I can’t say I’m a big fan of this time of the year. While farmers are anxious to get in the fields and dealers are busy helping them get ready, I’m reading all of the speculation that industry pundits tend to toss around just before planting season. Most of it doesn’t say much.

It’s during these times that I pay particularly close attention to the comments from our monthly Dealer Sentiments survey. Based on the results of the latest survey, it would seem safe to say things are no better or no worse than they have been for the past 18 months or so. I think one frustrated dealer really summed up the current situation: “We continue to be plagued by low traffic, despite increased advertising and farm visits. It seems there is little we can do to get the ball rolling.”

Every once in a while, there seems to be a bright spot, like the rally in grain prices we saw last week. Considering there’s been no real change in industry fundamentals, there’s probably little chance that it’ll stick around for long.  Another dealer said pretty much the same thing about foot traffic at his dealership: “The first half of the month was dead for our business, but as the weather improved at the end of March, we did see a bit of a pick up. It is hard to tell if it’ll stick, but at least we have some foot traffic.”

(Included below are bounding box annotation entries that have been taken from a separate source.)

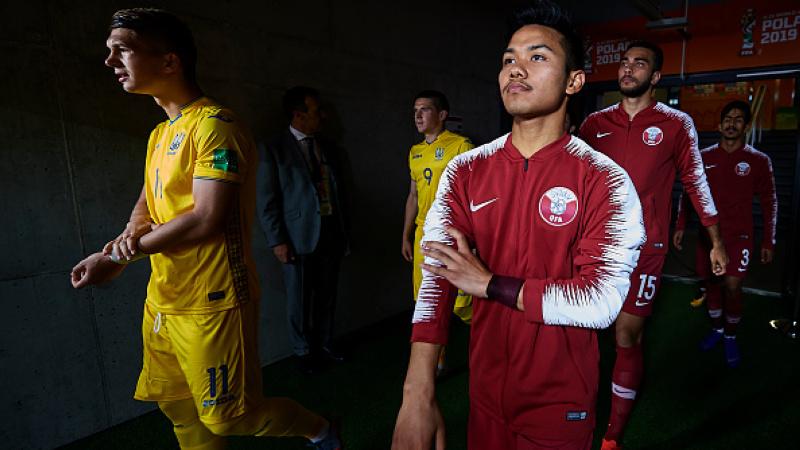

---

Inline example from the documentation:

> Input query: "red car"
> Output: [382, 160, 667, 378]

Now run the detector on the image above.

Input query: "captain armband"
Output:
[486, 275, 525, 309]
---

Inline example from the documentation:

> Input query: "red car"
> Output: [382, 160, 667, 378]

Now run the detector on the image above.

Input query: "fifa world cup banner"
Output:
[582, 0, 800, 82]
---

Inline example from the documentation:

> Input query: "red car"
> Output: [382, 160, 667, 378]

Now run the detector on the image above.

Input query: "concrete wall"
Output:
[0, 0, 504, 448]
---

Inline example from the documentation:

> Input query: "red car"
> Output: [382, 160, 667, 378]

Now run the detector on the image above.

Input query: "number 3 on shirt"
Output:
[637, 273, 656, 300]
[739, 248, 750, 272]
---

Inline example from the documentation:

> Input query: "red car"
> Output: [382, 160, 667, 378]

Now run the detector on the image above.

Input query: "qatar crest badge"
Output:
[539, 186, 578, 227]
[642, 127, 664, 147]
[736, 161, 750, 177]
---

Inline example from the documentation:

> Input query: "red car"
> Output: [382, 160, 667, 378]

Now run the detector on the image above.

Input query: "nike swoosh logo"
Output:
[469, 198, 497, 212]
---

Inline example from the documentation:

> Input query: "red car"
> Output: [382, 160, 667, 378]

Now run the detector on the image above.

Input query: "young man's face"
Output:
[498, 25, 582, 117]
[617, 47, 661, 97]
[105, 28, 166, 95]
[414, 97, 447, 134]
[719, 108, 747, 141]
[294, 97, 323, 134]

Like many of us, apparently USDA’s March acreage report also got farmers’ attention. One dealer reports: “Customers really were impacted by the USDA report, and it made farmers even more conservative about considering to trade in equipment. Prices are just at a level that is difficult for players to be profitable.”

Another dealer said that his sales are up, but for all the wrong reasons. “Sales are up for us in total because we’ve been giving away equipment at fire sale prices. Farm auctions have dragged pricing to the ground, and we’re worried about getting stuck with inventory.”

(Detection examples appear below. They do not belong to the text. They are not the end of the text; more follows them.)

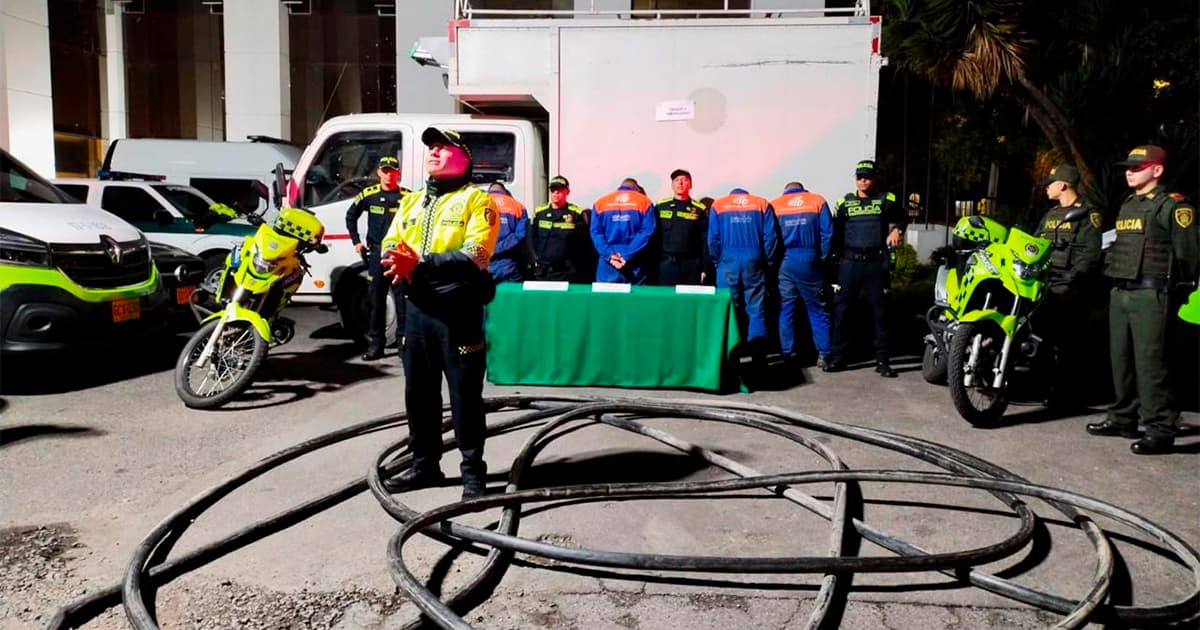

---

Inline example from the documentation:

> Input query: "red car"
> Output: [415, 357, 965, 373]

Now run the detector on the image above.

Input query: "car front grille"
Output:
[50, 240, 152, 289]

It appears that the used equipment inventory situation has gotten somewhat better, but again the improvement is coming at the expense of dealers’ bottom line. “It doesn’t seem like we are near a bottom in used equipment pricing. I suspect it will continue to be difficult to handle used inventory, and have been extremely cautious about taking trade-ins.”

The one bright spot for dealers continues to be small tractors and consumer-type equipment. “Tractors under 100 horsepower continue to sell well, while everything else is considerably down for our business. We expect that small equipment sales will keep doing well going forward.”

The sale of parts and service was expected to be another bright spot for dealers this year, but apparently that’s not going as well as was hoped. “I didn’t expect parts/service sales to be this weak, especially given the lack of new equipment purchases,” said one dealer.

So there you have it. On the doom and gloom side, things haven’t gotten any better. On a brighter side (if you can call it that), they haven’t gotten any worse either.